Takaaki-Saeki / zm-text-tts

[IJCAI'23] Learning to Speak from Text for Low-Resource TTS
Apache License 2.0
64 stars 2 forks source link

Interpretation of Monolingual CER #2

Closed iamanigeeit closed 10 months ago

iamanigeeit commented 1 year ago

Hello,

Thanks for uploading the pretrained model!

I have a method to manipulate TTS output using inference tricks to produce unseen languages, and i'm doing it for English to Mandarin. It is difficult to compare results because i use no text or audio data in the target language, only phoneme conversion and pitch/duration editing. The source model is also monolingual (English only).

How should i interpret the "Monolingual" CER in your paper? I am wondering why the CER is so high if all we do is normal TTS training from IPA input to audio output. My manipulated English model produces Mandarin CER (using pinyin) better than all the "IPA monolingual" languages except de.

iamanigeeit commented 1 year ago

I suspect Tacotron2 is hard to train on limited data (<20 hrs audio for most of CSS10 languages) and will cause output words to be skipped or repeated.

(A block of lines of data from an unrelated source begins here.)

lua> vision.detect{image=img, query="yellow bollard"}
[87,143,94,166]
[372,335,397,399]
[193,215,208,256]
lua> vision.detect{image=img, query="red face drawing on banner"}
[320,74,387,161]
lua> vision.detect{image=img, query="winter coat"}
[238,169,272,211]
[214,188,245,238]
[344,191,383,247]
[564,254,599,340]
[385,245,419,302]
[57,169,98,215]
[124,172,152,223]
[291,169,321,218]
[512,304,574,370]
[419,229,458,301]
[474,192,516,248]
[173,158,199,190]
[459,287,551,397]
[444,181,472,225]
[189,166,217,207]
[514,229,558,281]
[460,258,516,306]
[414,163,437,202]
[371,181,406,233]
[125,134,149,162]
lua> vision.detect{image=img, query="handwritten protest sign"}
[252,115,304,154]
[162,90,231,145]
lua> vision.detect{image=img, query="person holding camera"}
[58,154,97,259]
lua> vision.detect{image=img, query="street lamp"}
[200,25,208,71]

Takaaki-Saeki commented 1 year ago

Hi, thanks for the comments. As you mentioned, I also think that the amount of training data (and data quality) is not sufficient to train the Tacotron2 model. If you are using a non-autoregressive model (e.g. Fastspeech2 or VITS), your model might show Mandarin CER better than our monolingual IPA models. So it would be better to compare your results with the same model and the same experimental settings.